London is due to see a couple of major announcements this week. While the country’s highest law court will decide whether Boris Johnson’s proroguing of parliament was lawful or not, probably tomorrow, Wednesday will definitely be the day Uber finds out its London destiny.
City A.M. sums up, I feel, what most people suspect will happen. Uber will go in looking for a five-year licence but will be happy to come out with another year, or 18 months.
To see what the people think, Global Web Index has a headline piece of research that has come out just before the decision. It claims that 51% of Brits support Uber in its bid to retain a licence. I’m not sure about you, but if 51% support Uber, 49% surely do not?
When there’s a poll of slightly more than 2000 people involved, I’d suggest that is far too close to call, and certainly not a basis to put the word “support” anywhere near the headline.
Delve deeper and we find 23% believe Uber is more responsible than two years ago, and 30% think it should be given a permanent licence. I know this could me being a Gen X bore but that means the vast majority of people do not agree Uber is more responsible and the same goes for a permanent licence?
Sure, on the one hand, Uber is a cheaper and more convenient way of hailing a cab from a mobile device. On the other hand, though, we have had accusations of questionable leadership at the top, a massive data leak and poor supervision and vetting of drivers.
The company claims these have now been addressed and that is why it is likely to carry on operating in London but almost certainly not on a permanent basis. Transport for London (TfL) will want to check in on it periodically to ensure standards are being met and rules adhered to.
When the same piece of research asked Brits what they think our cities need, in terms of transport, most opted for more trains, tube train, trams and buses. In fact, more trains and more buses were more than twice as popular as more Uber or taxi hailing options.
I think Global Web Index has obviously wanted to have a headline from its research in the run-up to Wednesday announcement but I’m not sure the one they’ve gone for, or perhaps has been attributed to it in coverage from titles as Netimperative, is the most accurate option.
The public haven’t said they support Uber as much as pointed out they are divided on the topic.

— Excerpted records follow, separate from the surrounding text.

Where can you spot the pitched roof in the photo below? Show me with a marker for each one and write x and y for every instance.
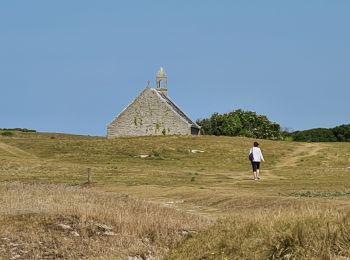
(177, 109)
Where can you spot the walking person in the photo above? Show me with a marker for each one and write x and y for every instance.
(255, 156)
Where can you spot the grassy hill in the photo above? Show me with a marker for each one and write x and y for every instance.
(172, 197)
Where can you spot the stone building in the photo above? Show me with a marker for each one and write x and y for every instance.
(153, 113)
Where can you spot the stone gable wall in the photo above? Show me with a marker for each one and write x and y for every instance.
(148, 115)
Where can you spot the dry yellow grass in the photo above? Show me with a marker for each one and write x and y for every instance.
(57, 221)
(302, 185)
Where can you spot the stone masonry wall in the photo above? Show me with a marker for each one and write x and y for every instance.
(148, 115)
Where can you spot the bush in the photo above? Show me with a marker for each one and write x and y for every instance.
(342, 133)
(240, 123)
(7, 133)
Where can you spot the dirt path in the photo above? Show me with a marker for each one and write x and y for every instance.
(304, 150)
(14, 151)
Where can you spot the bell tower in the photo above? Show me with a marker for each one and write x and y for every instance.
(162, 81)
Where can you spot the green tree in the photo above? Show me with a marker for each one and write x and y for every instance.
(241, 123)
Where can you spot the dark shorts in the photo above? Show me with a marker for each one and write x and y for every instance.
(255, 166)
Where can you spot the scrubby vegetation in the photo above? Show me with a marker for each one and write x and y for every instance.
(337, 134)
(241, 123)
(253, 125)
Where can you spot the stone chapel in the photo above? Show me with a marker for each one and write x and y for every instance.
(152, 113)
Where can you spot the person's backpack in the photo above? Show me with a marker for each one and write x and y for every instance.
(251, 157)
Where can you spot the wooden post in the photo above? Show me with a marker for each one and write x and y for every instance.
(89, 175)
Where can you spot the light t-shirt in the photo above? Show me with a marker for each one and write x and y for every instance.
(257, 154)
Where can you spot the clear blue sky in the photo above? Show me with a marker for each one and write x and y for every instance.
(72, 66)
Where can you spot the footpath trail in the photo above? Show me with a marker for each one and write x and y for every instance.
(304, 150)
(14, 151)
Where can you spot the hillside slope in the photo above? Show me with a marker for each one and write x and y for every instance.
(206, 178)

They have also pointed out unequivocally that they support better public transport options from their cities over and above taxi hailing options.

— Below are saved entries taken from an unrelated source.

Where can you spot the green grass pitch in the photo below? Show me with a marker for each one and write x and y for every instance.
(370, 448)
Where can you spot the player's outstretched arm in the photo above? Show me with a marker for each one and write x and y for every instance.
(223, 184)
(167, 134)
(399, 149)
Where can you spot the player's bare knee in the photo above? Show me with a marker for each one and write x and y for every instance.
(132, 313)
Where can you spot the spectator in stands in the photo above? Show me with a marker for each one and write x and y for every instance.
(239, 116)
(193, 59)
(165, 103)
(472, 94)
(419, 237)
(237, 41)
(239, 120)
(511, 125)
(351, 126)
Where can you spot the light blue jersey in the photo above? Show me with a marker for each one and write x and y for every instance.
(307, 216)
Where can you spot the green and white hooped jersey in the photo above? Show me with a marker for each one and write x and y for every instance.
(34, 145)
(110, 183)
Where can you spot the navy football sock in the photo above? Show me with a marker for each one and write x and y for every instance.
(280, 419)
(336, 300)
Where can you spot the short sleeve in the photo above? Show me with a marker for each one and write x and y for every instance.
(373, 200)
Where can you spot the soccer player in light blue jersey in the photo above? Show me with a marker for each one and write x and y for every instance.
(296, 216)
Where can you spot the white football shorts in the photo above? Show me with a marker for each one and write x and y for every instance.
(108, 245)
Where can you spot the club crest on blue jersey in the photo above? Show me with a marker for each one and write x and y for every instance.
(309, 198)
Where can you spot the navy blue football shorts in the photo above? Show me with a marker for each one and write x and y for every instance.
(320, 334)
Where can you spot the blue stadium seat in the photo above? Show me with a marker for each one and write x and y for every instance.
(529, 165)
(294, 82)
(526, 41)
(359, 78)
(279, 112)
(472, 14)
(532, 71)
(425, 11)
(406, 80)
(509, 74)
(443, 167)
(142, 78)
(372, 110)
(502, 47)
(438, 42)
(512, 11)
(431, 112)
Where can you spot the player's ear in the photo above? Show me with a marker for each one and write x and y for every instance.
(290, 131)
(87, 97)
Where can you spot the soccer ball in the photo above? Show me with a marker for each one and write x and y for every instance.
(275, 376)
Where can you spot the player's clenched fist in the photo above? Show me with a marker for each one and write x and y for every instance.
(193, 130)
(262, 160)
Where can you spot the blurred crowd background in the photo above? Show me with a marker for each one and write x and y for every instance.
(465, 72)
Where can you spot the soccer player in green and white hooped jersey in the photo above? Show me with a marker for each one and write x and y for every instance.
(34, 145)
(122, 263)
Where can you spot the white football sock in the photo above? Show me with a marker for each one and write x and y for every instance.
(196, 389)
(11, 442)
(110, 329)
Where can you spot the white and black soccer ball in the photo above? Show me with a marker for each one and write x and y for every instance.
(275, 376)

Brits are not yet decided on Uber — particularly in London, where we enjoy the cheaper fares and the convenience of digital hailing, but still love the sight of black cabs on the street and the knowledge and professionalism of their drivers.
We trust black cab drivers to be well vetted and to get us there via the quickest route, plucked from their encyclopaedic brains, but we trust Uber to get us to our destination more cheaply. It’s not clear cut and the research, despite how it is being portrayed, clearly shows this split in public opinion.